When a foot injury becomes more severe and persistent, patients turn to medical professionals to address their concerns. If your condition is severe, it’s likely that your doctor will recommend surgery to correct the issue.
While podiatrists are medically qualified to perform foot and ankle surgery, orthopedic surgeons have a more holistic understanding of the feet and legs. They have also undergone more extensive training and have greater experience with treating foot problems.
Resection of Haglund’s Deformity
Haglund’s deformity is a bony bump that develops on the back of the heel where the Achilles tendon attaches. It causes pain, especially when shoes rub against it. Over time, this can cause an enlarged bursa (a fluid-filled sac) to form and irritate the Achilles tendon.
A podiatrist can diagnose the condition by examining your feet and reviewing the results of X-rays or an MRI. Treatment may include shoe inserts and other non-surgical methods.
Surgery to remove the protruding bone and reduce pressure on the bursa and Achilles tendon may be recommended if nonsurgical treatments do not provide relief. Your doctor can perform the procedure using open or endoscopic techniques, depending on your specific needs. This surgery is usually performed under general anesthesia. Recovery is typically short.
Subtalar Fusion
The subtalar joint is where the ankle bone (talus) meets the heel bone (calcaneus). Surgery to permanently join these two bones together is called subtalar fusion or arthrodesis.
This is an open surgery and typically involves making a cut over the outer side of the foot, removing any deformed cartilage and repairing any other problems. The bone surfaces are roughened to encourage bleeding and then the joints are fixed together with screws. Bone graft is often used to increase the chances of success.
During recovery you will need to keep your leg elevated to control swelling. You may need pain medication for a few days and then the pain will gradually reduce as the operation heals. X-rays are taken regularly to monitor the healing.
LisFranc Ligament Repair
Lisfranc injuries involve damage to the middle foot. They can range from a strain, which may be treated by immobilizing the foot and keeping weight off it, to fractures and dislocations that require surgery to realign the bones of the midfoot. X-rays are used to diagnose these injuries, and sometimes MRI or CT scans are needed to see damage that doesn’t show up on standard X-rays. In surgery, screws and plates are inserted to hold the bones of the foot in proper anatomical position while they heal.부산족부정형외과
This procedure can reduce pain and prevent the bones of the foot from shifting out of place again in the future. This surgery also can restore the normal appearance of the top of the foot and toes.부산무지외반증
Proximal Osteotomy
The proximal osteotomy is an operation to cut and shorten the first metatarsal bone. This is a common surgery for severe hallux valgus deformities in which the intermetatarsal angle exceeds 15 degrees. The surgical procedure involves a combination of distal soft-tissue procedures and medial closing wedge osteotomy of the proximal phalanx of the first metatarsal. Once the osteotomy is performed the bone is stabilized with metal plates and screws.
This procedure is often performed in conjunction with other procedures to correct a bowed leg (pes varus). It can also be performed in patients who have ligament problems in the knee and are at risk of having their ACL reconstruction graft stretch out over time. X-rays are taken to determine the preoperative and postoperative IMA.
Lateral Column Lengthening
Surgical management of adult-acquired flatfoot deformity often includes the use of lateral column lengthening. This involves placing a bone wedge (either autograft or allograft) at the calcaneocuboid joint to help restore the medial longitudinal arch.
However, this procedure can result in lateral foot pain and a higher rate of specific complications, including painful hardware and sural nerve irritation. It can also lead to over correction, meaning the foot ends up in a less ideal position which could cause more symptoms.

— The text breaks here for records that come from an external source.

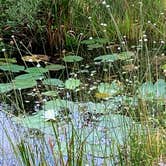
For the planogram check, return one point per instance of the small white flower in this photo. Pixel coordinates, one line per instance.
(49, 114)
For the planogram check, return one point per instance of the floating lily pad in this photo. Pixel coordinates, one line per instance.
(112, 89)
(107, 58)
(53, 82)
(95, 46)
(36, 76)
(5, 87)
(24, 83)
(72, 58)
(150, 91)
(38, 70)
(55, 67)
(95, 41)
(7, 60)
(72, 83)
(99, 95)
(35, 58)
(12, 67)
(50, 93)
(125, 55)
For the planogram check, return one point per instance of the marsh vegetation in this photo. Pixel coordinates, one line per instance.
(83, 82)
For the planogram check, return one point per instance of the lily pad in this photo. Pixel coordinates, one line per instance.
(36, 70)
(107, 58)
(5, 87)
(36, 76)
(24, 83)
(150, 91)
(53, 82)
(94, 46)
(95, 41)
(50, 93)
(12, 67)
(125, 55)
(7, 60)
(35, 58)
(112, 89)
(55, 67)
(72, 83)
(72, 58)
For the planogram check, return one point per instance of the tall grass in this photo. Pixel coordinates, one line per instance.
(113, 20)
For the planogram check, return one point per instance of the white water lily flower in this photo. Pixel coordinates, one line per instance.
(49, 114)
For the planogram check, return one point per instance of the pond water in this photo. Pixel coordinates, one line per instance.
(88, 98)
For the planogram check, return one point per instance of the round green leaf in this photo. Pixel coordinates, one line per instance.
(72, 83)
(5, 87)
(72, 58)
(36, 76)
(55, 67)
(50, 93)
(53, 82)
(24, 83)
(12, 67)
(107, 58)
(35, 70)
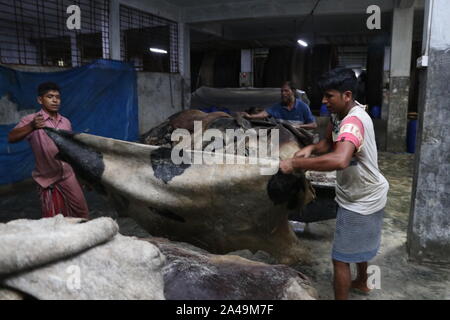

During this procedure, your foot and ankle surgeon will make a cut on the outside of the heel bone (osteotomy). They will then insert a trapezoidal-shaped wedge of bone (graft) from either your hip (autograft) or a cadaver (allograft), which helps to lengthen the lateral column. The graft is then locked in place with screws or plates. Recovery from this type of surgery typically takes 6-10 weeks in a non-weight bearing cast or walker.